Plugin: DelayLight

Thanks for the help & advice you the man

I will probably move this back on to Reactor. I had been moving some simple lighting off Reactor that would work on DelayLighting. Thanks again for the Great Work

I installed DelayLight for the first time and setup a single sensor. The sensor turns on a light when a door sensor is triggered. I noticed that a LUUP reload causes the sensor to get a false manual trigger. Is this expected?

That would not be normal, but it could happen if somehow the light state isn’t committed to saved, persistent user_data before the reload. That would take a Luup crash, because Luup is otherwise pretty diligent about rewriting state before it restarts. How often is this occurring?

The false manual trigger occurs 100% of the time after Luup reload.

Here are the first interesting log entries after the Luup reload for the DelayLight Controler (device 950) and DelayLight device (device 951) I created.
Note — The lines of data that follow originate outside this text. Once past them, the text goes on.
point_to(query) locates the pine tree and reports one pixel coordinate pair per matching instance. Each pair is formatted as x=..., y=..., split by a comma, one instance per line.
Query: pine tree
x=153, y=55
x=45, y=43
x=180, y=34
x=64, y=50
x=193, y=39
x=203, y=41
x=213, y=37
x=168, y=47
50 09/09/19 19:25:28.102 luup_log:950: DelayLight: Starting timer 951 (“BOIL: LightTimer”) <0x735aa520>
06 09/09/19 19:25:28.106 Device_Variable::m_szValue_set device: 951 service: urn:toggledbits-com:serviceId:DelayLightTimer variable: LastPoll was: 0 now: 0 #hooks: 0 upnp: 0 skip: 0 v:(nil)/NONE duplicate:1 <0x735aa520>
50 09/09/19 19:25:28.112 luup_log:950: DelayLight: Timer 951 (“BOIL: LightTimer”) Continuing “man” timing across restart
 <0x735aa520>
06 09/09/19 19:25:28.113 Device_Variable::m_szValue_set device: 951 service: urn:toggledbits-com:serviceId:DelayLightTimer variable: Message was: Delay Off 59m now: Recovering from reload #hooks: 0 upnp: 0 skip: 0 v:0x143d160/NONE duplicate:0 <0x735aa520>
06 09/09/19 19:25:28.114 Device_Variable::m_szValue_set device: 950 service: urn:toggledbits-com:serviceId:DelayLight variable: Message was: Starting
 now: Started 1/1 at 09/09/19 19:25:28 #hooks: 0 upnp: 0 skip: 0 v:0x1421ef8/NONE duplicate:0 <0x735aa520>

The 3rd entry looks to be the most interesting. There was no manual trigger event or timer running prior to the restart.

What type of device are the controlled loads?

Looking at this more closely, it suggests you actually were in “manual” timing prior to the restart.

The message at 19:25:28.112 is created by pulling the value of the Status variable for the timer. The message is then output immediately after, so at restart, the last status that was written to user_data appears to be “man”.

The message at 19:25:28.113 shows a change in the “Message” field for the plugin
 look at the “was” message–it’s “Delay Off 59m”, which is consistent with manual timing running before the restart.

So the two messages are consistent and both point to manual timing going into effect.

I’d like to see more of a log prior to and after the restart. I will PM you my email address so you can send it to me.

Hello, how can I use DelayLight with days option? Like Delay Light 3 minutes at weekdays but delay light 5 minutes weekend?

You can use Reactor, or even just a couple of native Vera scenes on time triggers, to set the AutoDelay state variable to whatever length of delay is appropriate for that period of the day.

Is it possible to use Reactor with PLEG? I have suspicious about vera secure cpu capacity to use both of it. What do you think about it?

I see no problem using the two of them together. But you can do the same thing I suggested above using PLEG, if that’s what you’re already using, it’s not exclusive to Reactor. I just said that because I have an implicit bias as to that choice. :smiley: And at this point, PLEG is far behind me and I’m more than a little rusty at it, so I can’t really guide you with specifics.

Thank you for your interest and sincerity. I will contact you when necessary.

Hi Patrick, can we use virtual switches being turned on as inhibitors?

I’ve made a WFH Virtual Switch to use as an inhibitor for a DelayLight device but it isnt preventing the timer from activating.

@rigpapa can you assist with the above query please?

Should be fine. More detail may help.

It’s as simple as I described - single virtual switch set as inhibitor:

but it doesnt work:


07

Inhibitors don’t inhibit manual timing.

Oh, that seems like an oversight to me?

No, that’s by design. The description of inhibitors in the UI even specifically says they inhibit automatic timing. The idea is that the light is never out of control–can’t be left on forever. If that’s what you want to do, however, you can disable the timer instance.